Leading up to the meeting, markets had been pricing a roughly 60% chance of a hike, with these odds rising in wake of Wednesday’s hotter than expected UK November Consumer Price Inflation report, which came on the heels of a strong labour market report on Tuesday.
The majority of economists had expected the BoE to hold interest rates at 0.1%, though these polls (conducted by newswires) were released prior to Wednesday’s inflation surprise.
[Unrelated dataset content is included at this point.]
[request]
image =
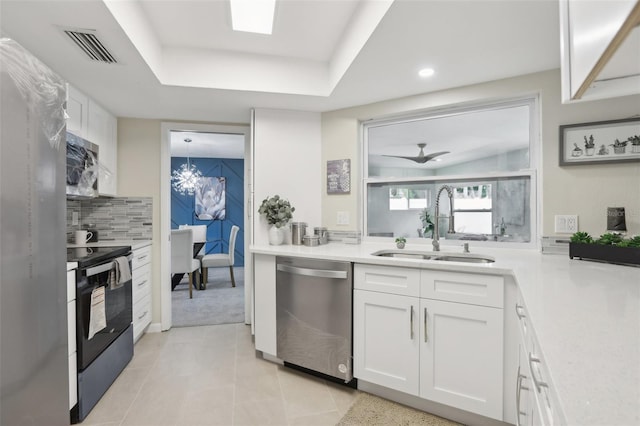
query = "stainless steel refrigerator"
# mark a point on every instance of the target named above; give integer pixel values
(33, 318)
Market watchers and participants, as indicated by various other polls (such as on social media) had seemed split over whether the BoE would hike or hold.
On the Omicron variant...
“The Omicron variant on the basis of current knowledge posed new risks to public health.”
“The Omicron variant posed downside risks to activity in early 2022, although the balance of its effects on demand and supply, and hence on medium-term global inflationary pressures, was unclear.”
“Successive waves of covid appeared to have had less impact on GDP, although there was uncertainty around the extent to which that would prove to be the case on this occasion.”
“Some tentative signs that UK economic activity had started to be affected by the emergence and spread of Omicron.”
“Experience since march 2020 suggests that successive waves of covid appear to have had less impact on GDP, although there is uncertainty around the extent to which that will prove to be the case on this occasion.”
“The Omicron variant poses downside risks to activity in early 2022.”
“The balance of Omicron's effects on demand and supply, and hence on medium-term global inflationary pressures, is unclear.”
“Given the clear signs of increased transmissibility for the new variant, there was the potential for a very high number of infections over a very short period.”
On the economic outlook...
“Staff had revised down their expectations for the level of UK GDP in 2021 q4 by around ½% since the November report, leaving GDP around 1½% below its pre-covid level.”
“Level of global GDP in 2021 q4 is likely to be broadly in line with the November report projection.”
“Little sign in the available data that the closure of the coronavirus job retention scheme at the end of September had led to a weakening in the labour market.”
“Possible that the unemployment rate could fall further over coming months if hiring continued to keep pace with the current elevated levels of vacancies.”
“The LFS unemployment rate is now expected to fall to around 4% in 2021 q4, compared with the 4 1/2% projection in the November report.”
“Underlying earnings growth had remained above pre-pandemic rates, and the committee continued to see upside risks around the projection for pay.”
“Bank staff continue to estimate that underlying earnings growth has remained above pre-pandemic rates.”
“Bank staff expected inflation to remain around 5% through the majority of the winter period, and to peak at around 6% in April 2022.”
“CPI inflation is still expected to fall back in the second half of next year.”
“Contacts of the bank's agents expect further price increases next year driven in large part by pay and energy costs.”
GBP surged as dovish bets for an interest rate hold were priced out. GBP/USD lept from around 1.3280 to current levels in the 1.3330s, where it now trades higher on the day by more than 0.5%. EUR/GBP slumped from slightly above 0.8500 to the 0.8460s, where it now trades lower on the day by about0.5%.